= Virginia Corvalán =

Paraguayan lawyer and feminist

Virginia Carlota Corvalán (1900-1957), was a Paraguayan lawyer and feminist.

She was born on 9 February 1900 in Asunción, Paraguay, to Miguel Corvalán and Ana Casco.

She studied at the National College, graduating in 1918, and was the only woman of the 40 graduates in that term. Between 1919 and 1921, she was actively campaigning for women's rights. She was a co-founder and participant in the Centro Feminista Paraguayo (Paraguayan Feminist Center), which was pushing for passage of the draft law on equal rights between men and women, introduced by deputy Telémaco Silvera. The Center was the first feminist organization in Paraguay and included members such as Serafina Dávalos, Carmen Garcete, Carmen Gatti, Felicidad González, Adela Ibáñez, Ermelinda Ortiz, Sabrina Sapena Pastor, Catalina Steward, and Elida Ugarriza, among many others.

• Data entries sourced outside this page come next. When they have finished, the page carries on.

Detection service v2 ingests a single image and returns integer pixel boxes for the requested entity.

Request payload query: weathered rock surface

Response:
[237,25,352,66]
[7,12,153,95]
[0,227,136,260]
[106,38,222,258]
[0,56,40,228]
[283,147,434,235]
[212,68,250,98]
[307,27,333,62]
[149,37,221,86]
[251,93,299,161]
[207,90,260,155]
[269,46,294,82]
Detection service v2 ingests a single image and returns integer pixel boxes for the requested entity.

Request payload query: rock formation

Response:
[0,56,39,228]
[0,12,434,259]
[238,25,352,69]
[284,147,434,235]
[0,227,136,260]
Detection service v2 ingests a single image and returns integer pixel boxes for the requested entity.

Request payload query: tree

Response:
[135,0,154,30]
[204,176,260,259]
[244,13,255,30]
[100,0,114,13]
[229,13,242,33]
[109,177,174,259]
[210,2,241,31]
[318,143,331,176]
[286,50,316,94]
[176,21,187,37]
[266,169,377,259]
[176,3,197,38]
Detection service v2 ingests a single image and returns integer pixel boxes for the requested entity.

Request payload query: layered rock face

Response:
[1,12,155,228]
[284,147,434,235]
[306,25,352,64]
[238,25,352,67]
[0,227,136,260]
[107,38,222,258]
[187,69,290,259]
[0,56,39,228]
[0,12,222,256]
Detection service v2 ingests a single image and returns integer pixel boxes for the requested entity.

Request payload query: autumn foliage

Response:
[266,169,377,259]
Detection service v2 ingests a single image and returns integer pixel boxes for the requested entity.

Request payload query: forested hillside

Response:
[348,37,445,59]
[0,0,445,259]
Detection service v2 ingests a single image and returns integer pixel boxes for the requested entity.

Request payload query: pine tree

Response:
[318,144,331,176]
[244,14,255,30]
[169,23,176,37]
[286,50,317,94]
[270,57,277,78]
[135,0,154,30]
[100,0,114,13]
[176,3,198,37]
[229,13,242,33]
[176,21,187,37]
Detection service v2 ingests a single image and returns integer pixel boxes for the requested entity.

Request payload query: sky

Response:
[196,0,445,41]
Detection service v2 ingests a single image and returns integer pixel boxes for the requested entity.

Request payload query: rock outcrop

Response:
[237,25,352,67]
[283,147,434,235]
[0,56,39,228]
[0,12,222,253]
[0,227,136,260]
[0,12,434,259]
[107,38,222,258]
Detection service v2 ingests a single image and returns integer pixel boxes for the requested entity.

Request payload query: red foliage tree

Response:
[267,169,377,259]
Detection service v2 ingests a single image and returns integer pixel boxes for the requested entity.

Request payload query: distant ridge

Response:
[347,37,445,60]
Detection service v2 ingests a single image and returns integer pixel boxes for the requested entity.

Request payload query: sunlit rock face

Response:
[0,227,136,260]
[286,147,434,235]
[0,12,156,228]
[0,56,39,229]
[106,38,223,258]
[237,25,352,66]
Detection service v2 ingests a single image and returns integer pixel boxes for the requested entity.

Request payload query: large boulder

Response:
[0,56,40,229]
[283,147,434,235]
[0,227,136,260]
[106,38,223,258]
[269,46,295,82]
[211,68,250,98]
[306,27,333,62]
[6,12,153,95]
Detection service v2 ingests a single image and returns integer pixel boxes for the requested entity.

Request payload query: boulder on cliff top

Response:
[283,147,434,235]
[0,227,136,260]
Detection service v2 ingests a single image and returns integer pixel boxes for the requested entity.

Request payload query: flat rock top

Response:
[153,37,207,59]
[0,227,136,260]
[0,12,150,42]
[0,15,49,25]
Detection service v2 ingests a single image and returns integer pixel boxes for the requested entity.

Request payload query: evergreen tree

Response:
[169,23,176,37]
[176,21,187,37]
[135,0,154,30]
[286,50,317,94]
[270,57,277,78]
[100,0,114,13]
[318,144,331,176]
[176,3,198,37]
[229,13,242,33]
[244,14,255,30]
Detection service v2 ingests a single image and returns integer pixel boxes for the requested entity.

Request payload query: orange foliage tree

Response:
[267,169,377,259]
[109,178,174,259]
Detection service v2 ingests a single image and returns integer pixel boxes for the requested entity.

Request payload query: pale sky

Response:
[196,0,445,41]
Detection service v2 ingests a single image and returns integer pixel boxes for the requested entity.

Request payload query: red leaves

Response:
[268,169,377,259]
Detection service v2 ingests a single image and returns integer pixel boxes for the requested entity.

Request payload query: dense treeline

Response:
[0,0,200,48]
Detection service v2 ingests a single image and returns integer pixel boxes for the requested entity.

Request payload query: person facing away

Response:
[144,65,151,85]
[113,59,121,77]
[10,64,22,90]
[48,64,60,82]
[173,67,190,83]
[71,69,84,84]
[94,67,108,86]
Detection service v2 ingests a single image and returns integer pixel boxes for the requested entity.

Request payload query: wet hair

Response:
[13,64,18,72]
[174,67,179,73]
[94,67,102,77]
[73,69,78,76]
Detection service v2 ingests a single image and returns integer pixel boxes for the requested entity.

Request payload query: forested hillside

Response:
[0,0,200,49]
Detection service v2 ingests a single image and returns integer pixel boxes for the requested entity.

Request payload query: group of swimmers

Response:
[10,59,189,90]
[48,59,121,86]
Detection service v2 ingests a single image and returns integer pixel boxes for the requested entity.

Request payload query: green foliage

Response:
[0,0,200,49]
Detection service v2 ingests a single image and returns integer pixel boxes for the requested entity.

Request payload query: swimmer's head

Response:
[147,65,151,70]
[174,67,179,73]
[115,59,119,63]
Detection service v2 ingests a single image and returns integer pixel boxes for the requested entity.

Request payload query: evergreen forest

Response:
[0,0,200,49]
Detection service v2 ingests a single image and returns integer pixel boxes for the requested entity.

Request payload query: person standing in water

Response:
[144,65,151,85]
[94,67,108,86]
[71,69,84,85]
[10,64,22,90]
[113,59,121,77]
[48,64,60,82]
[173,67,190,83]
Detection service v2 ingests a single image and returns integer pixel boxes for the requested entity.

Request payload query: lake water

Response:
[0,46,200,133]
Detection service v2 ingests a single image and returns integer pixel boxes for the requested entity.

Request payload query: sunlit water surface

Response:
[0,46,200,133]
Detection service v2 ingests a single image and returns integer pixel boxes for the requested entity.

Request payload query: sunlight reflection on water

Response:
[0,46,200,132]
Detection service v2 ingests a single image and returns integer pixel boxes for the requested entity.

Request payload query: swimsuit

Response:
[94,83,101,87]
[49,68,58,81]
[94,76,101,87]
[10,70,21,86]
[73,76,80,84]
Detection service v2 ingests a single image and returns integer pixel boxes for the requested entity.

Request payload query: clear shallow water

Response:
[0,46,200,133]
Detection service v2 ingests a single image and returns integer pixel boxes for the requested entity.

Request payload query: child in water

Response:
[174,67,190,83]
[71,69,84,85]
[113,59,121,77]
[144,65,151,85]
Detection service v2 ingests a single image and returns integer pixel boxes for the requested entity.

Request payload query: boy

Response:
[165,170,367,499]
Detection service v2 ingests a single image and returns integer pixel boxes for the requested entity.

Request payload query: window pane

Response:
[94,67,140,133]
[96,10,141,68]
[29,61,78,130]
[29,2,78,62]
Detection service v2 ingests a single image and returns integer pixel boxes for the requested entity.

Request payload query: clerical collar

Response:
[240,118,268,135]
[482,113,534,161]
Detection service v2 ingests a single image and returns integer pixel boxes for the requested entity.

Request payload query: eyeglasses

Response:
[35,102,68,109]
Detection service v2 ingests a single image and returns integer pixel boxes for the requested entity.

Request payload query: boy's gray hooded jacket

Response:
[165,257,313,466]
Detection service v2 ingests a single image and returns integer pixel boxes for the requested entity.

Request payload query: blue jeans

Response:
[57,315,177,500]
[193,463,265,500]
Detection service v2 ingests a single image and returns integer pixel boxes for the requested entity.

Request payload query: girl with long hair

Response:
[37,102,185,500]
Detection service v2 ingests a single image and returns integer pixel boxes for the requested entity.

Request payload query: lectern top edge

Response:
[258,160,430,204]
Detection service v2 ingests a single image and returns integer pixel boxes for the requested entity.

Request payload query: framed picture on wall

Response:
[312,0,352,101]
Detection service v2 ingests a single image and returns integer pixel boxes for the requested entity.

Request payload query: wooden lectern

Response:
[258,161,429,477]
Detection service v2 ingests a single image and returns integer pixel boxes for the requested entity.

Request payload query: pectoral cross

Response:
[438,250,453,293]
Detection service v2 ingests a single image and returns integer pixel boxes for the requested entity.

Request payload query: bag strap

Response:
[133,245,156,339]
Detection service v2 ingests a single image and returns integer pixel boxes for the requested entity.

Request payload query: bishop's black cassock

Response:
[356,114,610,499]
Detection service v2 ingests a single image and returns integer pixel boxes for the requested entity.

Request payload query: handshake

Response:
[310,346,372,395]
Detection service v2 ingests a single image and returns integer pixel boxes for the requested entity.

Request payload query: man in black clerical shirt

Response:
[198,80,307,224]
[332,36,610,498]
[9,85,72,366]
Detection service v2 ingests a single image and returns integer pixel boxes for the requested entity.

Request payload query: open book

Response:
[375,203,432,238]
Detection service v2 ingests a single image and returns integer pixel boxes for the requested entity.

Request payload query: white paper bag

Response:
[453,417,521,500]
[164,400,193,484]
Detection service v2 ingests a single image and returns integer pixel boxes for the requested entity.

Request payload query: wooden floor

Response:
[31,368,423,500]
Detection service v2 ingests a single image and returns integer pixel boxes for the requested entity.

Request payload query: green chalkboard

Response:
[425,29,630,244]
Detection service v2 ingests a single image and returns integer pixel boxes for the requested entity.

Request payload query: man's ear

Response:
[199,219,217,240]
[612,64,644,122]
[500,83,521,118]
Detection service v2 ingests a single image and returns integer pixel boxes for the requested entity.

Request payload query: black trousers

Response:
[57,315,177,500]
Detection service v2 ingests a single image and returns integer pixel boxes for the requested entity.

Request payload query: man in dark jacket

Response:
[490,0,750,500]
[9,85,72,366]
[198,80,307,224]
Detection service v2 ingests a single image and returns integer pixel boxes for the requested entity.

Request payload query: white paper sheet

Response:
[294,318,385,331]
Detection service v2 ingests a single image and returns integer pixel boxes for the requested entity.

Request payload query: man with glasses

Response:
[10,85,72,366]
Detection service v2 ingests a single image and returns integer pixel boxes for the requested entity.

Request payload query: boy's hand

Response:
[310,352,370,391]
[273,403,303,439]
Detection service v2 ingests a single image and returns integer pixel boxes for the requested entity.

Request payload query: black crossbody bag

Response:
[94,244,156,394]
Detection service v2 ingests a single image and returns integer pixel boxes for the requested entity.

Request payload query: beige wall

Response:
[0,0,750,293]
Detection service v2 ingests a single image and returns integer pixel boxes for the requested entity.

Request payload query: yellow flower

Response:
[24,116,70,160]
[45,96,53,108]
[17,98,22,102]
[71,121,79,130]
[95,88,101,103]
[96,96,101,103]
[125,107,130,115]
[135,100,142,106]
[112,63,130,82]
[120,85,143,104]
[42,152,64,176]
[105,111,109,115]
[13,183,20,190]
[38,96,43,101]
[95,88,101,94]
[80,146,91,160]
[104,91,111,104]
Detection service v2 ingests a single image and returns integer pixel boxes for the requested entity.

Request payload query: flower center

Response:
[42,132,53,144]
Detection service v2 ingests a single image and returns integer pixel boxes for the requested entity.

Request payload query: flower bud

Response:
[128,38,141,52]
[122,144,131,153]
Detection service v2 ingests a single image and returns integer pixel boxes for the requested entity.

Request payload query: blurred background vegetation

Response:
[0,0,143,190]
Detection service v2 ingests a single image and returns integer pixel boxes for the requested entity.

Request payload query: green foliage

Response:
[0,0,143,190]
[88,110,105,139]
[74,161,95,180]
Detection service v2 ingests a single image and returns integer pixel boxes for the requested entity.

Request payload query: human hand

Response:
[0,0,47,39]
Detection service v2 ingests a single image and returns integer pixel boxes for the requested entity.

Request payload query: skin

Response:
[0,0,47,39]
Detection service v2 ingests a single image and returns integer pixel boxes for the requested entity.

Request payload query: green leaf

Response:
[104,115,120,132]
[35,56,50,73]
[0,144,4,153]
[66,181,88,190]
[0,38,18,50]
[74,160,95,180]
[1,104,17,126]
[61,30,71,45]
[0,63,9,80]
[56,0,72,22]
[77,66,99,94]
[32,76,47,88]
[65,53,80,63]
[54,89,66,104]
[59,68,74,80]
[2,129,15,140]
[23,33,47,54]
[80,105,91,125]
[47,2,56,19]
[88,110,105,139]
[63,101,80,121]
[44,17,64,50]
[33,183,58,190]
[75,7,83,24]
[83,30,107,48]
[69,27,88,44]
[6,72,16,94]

Corvalán went on to study law and obtained a doctorate of law and social sciences in 1923, becoming the second woman in Paraguay to hold the distinction. Her thesis, entitled "Femininismo: La causa de la mujer en el Paraguay" (Feminism, the cause of women in Paraguay), was published in 1925, and argued from a feminist perspective women's equality in intelligence and virtue, establishing a foundation as to why they should have the right to vote. She argued that while men were heroes for their participation in war, the sacrifices of women for the country were unrecognized.

In 1926 she married Dr. Peter Larán. During the Chaco War, Larán was a Judge Advocate General in the Comanchaco and Corvalán served as his assistant. After the war ended in 1936, she became the Minister of the Women's Union of Paraguay.

Corvalán often linked feminism with socialism focusing on worker's issues. She spoke German, French and English in addition to her native tongue, which allowed her to serve as the legal representative for the Cinema Splendid of the House Pretán of Paris and the German Colony of Paraguay.